La liste de réminiscences morbides est longue, qui va des victimes du tremblement de terre d’Haïti ou des attentats terroristes, au décès de personnages célèbres, dont les médias saturent notre quotidien.
Mais ce sont des pans plus vastes de la réalité, des phénomènes plus diffus mais non moins actifs d’aujourd’hui — des sortes de nappes de morbidité — que l’œuvre de Christian Boltanski réactive en nous.

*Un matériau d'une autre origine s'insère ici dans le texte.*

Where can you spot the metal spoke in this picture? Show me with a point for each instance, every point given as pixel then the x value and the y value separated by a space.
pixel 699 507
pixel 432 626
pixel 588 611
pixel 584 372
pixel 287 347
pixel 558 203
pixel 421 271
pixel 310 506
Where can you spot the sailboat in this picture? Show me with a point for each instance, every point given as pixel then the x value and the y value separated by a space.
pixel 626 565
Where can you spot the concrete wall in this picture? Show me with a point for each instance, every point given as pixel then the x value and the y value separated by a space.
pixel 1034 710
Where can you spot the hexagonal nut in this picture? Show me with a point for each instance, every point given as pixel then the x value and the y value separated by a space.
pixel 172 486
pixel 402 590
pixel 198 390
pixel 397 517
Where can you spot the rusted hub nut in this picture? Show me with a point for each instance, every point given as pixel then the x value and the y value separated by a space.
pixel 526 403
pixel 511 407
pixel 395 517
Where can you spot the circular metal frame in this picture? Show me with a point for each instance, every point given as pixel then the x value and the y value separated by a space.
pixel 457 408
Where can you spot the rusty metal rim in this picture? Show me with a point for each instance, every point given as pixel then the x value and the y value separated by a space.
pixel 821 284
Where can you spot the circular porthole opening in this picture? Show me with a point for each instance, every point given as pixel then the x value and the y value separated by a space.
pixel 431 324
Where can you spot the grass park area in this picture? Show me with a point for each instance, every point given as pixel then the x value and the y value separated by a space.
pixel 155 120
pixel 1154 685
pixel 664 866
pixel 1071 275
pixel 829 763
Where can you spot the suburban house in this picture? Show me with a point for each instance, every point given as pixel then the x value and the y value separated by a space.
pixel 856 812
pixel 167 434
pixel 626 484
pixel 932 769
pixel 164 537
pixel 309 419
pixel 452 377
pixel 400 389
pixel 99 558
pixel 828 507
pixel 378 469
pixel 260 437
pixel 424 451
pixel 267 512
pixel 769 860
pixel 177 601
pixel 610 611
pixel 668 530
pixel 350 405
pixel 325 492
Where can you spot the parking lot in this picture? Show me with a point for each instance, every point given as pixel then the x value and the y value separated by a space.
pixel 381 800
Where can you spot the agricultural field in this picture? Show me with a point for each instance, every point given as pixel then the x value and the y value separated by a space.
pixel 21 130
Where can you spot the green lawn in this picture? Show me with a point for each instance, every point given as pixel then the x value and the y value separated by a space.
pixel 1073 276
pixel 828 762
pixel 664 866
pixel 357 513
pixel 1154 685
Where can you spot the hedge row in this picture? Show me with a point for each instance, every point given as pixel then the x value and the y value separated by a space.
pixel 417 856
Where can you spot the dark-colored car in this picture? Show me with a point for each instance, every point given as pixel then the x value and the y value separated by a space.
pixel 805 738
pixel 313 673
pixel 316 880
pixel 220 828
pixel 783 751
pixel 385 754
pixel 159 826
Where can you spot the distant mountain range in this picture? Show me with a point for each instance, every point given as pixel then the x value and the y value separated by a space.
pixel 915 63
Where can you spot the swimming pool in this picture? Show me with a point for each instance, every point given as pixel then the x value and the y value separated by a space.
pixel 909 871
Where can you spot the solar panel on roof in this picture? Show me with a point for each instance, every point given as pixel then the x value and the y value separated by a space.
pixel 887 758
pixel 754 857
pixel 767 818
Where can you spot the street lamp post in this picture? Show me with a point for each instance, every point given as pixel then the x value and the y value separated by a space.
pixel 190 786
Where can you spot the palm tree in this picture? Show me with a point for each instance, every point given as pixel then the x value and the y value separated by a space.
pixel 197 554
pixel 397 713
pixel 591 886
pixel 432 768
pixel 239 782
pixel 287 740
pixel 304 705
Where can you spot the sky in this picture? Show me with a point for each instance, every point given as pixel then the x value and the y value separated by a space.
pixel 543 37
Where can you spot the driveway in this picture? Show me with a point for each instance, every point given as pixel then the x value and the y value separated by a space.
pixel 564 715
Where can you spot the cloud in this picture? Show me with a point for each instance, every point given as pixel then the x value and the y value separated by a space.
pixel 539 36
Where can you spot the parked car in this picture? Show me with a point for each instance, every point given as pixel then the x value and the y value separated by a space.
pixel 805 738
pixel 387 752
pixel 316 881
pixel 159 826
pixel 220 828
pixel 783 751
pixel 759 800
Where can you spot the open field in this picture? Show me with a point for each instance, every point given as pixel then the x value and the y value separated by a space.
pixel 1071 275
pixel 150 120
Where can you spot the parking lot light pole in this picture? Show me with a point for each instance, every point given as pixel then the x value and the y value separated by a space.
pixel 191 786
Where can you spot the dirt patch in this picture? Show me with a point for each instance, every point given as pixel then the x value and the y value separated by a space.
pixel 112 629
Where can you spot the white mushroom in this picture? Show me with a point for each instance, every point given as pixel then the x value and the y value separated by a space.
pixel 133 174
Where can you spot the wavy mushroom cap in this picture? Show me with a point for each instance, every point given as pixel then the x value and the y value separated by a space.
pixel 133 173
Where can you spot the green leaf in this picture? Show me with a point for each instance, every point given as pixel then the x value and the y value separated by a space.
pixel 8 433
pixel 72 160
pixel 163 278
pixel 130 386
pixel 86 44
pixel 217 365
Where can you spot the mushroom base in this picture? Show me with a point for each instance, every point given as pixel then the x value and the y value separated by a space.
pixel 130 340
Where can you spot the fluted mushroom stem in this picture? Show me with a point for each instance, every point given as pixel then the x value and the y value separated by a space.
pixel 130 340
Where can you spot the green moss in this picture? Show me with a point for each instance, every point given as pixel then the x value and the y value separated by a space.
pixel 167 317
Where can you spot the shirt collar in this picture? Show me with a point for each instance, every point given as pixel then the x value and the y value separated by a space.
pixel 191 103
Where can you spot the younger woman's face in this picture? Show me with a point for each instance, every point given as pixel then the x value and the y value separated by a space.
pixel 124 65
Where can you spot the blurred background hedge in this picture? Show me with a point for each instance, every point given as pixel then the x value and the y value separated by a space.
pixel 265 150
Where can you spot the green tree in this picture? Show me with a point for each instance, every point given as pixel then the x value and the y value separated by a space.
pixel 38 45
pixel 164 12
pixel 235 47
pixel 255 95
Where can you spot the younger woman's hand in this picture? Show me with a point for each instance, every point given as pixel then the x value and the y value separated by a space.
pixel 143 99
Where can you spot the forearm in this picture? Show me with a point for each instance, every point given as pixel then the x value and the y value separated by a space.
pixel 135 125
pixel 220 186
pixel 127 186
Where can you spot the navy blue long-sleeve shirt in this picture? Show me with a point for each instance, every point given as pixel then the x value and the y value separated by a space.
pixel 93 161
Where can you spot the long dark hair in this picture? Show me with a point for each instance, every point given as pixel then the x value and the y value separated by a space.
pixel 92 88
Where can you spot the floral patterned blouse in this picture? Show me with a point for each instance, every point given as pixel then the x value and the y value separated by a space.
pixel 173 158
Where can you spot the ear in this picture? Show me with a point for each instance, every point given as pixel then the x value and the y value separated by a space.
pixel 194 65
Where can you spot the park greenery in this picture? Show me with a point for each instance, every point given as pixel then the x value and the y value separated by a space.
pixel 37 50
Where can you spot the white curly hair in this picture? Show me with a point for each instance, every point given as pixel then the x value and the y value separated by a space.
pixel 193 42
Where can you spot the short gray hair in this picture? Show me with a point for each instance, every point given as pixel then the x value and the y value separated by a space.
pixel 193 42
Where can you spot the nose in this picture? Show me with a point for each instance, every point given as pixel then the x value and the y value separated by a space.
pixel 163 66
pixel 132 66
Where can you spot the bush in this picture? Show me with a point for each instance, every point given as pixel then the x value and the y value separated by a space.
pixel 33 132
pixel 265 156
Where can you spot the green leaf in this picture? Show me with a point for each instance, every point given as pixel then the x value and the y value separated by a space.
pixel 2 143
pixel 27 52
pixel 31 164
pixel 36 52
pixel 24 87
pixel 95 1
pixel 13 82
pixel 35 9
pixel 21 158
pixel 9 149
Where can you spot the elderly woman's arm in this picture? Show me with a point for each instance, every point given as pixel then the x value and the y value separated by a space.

La série terrifiante d’employés de grandes entreprises qui se suicident au travail; ou ces non moins sinistres cas de jeunes, écoliers ou non, qui s’entre-tuent; ou ces chasses au faciès auxquelles, démunis et honteux, on assiste quotidiennement; ou ces «personnes», qui n’en sont plus, contraintes de vivre en compagnie des ordures sur les trottoirs de nos villes; ou cette haine grandissante de l’altérité et de la différence; telles sont quelques unes des nappes de morbidité qui aujourd’hui imprègnent et entachent la substance de la France.
Sans compter la pitoyable et honteusement dispendieuse bouffonnerie du virus H1N1 qui aura eu cet effet de mobiliser tout le pays contre un fantôme de mort.

Une autre mort, plus lancinante et plus souterraine, est celle des grandes valeurs historiques de fraternité qui ont été l’honneur de la France et que bafoue quotidiennement une politique d’immigration qui réactualise certains des moments les plus sombres de la nation.

Et que dire de l’implacable démantèlement de l’édifice économique, social et culturel du pays. De ces mises à mort des conditions de vie, de travail, d’étude… Et de ces indécentes inégalités qui bafouent cyniquement l’une des plus belles utopies de la République.

La mort, partout la mort. La peur aussi.

André Rouillé.

L’image accompagnant l’éditorial n’est aucunement l’illustration du texte. Ni l’artiste, ni le photographe de l’œuvre, ni la galerie ne sont associés à son contenu.